Wednesday, June 30, 2010

Grilled Flounder, Cream of Garlic Soup, and more

It feels like there hasn't been a lot of at-home cooking this past week. I think we made a few big meals and have been living off those. Last Thursday we picked up the CSA and had cabbage, two types of green beans, blueberries, kohlrabi, onions, cilantro, and cooking apples. Later that night my friend L. came over for dinner and I gifted her with a head of cabbage (we had 3 heads total at that point, and I don't care how great your cole slaw recipe is, a person can only eat so much cabbage. I much prefer the dark leafy greens). The menu for Thursday was Red Snapper with Fava Bean Puree, roasted beets and beet greens with bacon. Maybe using so many Food Network recipes isn't trendy, but there are some good options there, and Giada's dishes are pretty simple but satisfying.

Changes we made: we didn't go to the grocery store until Wednesday night and there was no red snapper, so we bought wild flounder. We put the flounder steaks in aluminum foil with some olive oil and green garlic and cooked it on the grill.

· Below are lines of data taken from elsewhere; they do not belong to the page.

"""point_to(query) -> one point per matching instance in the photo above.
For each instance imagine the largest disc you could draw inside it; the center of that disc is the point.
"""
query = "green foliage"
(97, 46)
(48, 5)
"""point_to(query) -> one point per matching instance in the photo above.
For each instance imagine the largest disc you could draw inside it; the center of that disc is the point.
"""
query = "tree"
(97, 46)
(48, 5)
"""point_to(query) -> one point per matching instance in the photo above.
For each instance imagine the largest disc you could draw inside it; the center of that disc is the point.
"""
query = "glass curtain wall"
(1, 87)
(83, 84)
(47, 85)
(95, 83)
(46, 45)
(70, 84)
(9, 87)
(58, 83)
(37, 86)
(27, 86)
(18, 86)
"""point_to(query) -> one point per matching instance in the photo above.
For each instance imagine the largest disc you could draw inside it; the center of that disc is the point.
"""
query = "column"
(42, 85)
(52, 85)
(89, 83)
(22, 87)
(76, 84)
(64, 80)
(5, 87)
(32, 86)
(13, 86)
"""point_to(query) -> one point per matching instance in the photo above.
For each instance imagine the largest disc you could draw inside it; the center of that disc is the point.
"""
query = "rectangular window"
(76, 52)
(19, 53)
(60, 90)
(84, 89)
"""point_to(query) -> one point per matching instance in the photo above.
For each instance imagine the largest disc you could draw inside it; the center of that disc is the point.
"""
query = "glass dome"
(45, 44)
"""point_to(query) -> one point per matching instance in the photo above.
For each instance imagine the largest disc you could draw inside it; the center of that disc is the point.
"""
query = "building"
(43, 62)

I was not about to deal with shelling 3 pounds of fava beans, so we bought the frozen lima beans. The chicken stock was made with water and bouillon cubes because I had forgotten the grocery list and rewrote it from memory but did not remember chicken stock as an item. I think dinner turned out well although Rich wasn't happy with the beet greens. The roasted beets were good with a little salt sprinkled on top.

For dessert we had the option of blueberry buckle (still there from Tuesday) or peaches cooked with balsamic vinegar -- both with vanilla ice cream. We all went with the buckle.

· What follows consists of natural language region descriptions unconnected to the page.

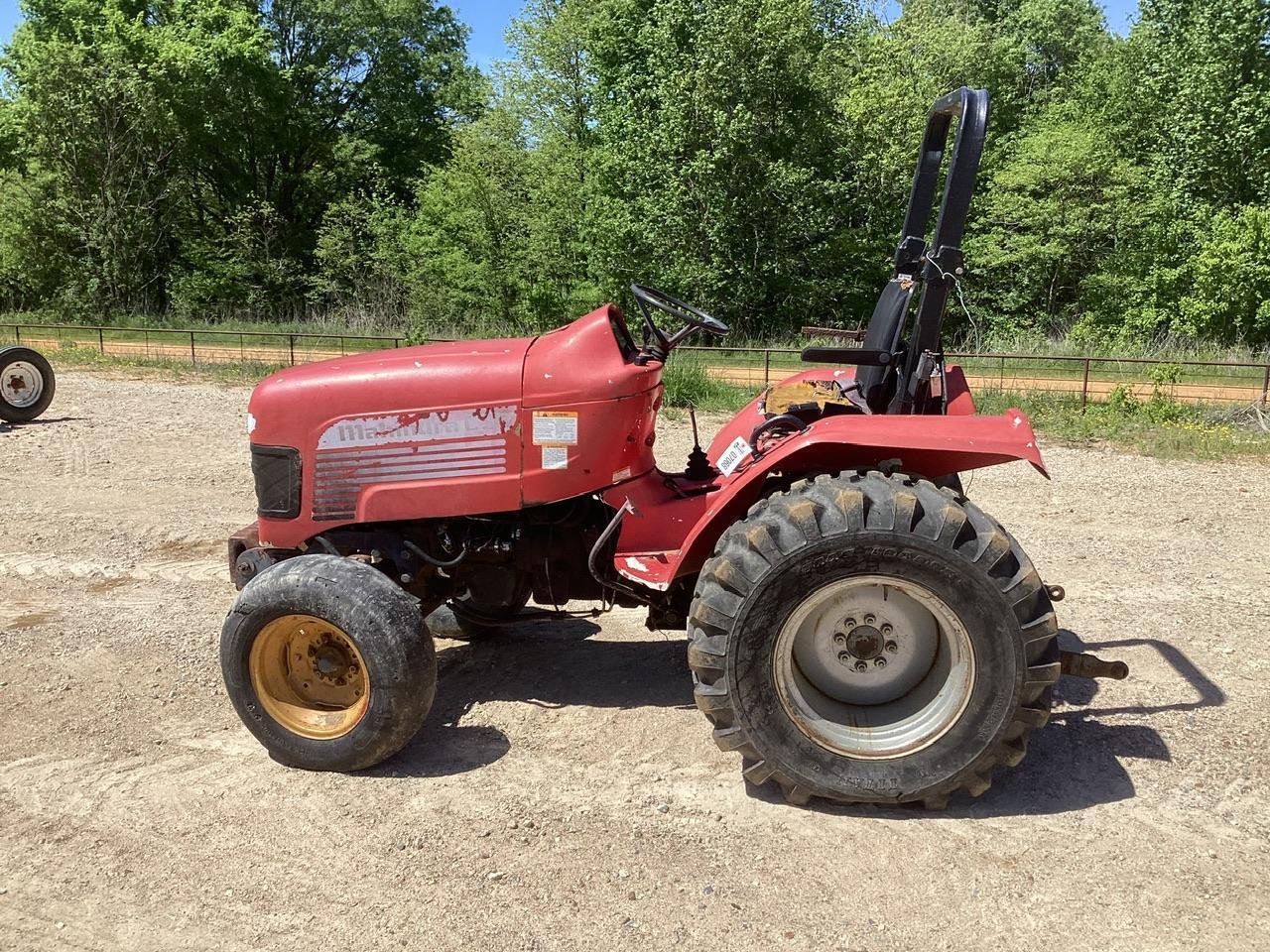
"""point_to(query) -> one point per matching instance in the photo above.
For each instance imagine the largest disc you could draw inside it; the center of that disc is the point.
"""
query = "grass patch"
(689, 384)
(82, 357)
(1157, 425)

This weekend Rich cooked a delicious cream of green garlic soup and an orzo salad with dill and fennel tops. Recipe links to follow later. I made a peach crisp from the Better Homes and Gardens New Cookbook (sometimes, you just need the basic plaid-covered recipe). I have not had it with ice cream but have added it to my oatmeal and yogurt.

Those cooking apples may become a Brown Betty; otherwise, basic applesauce.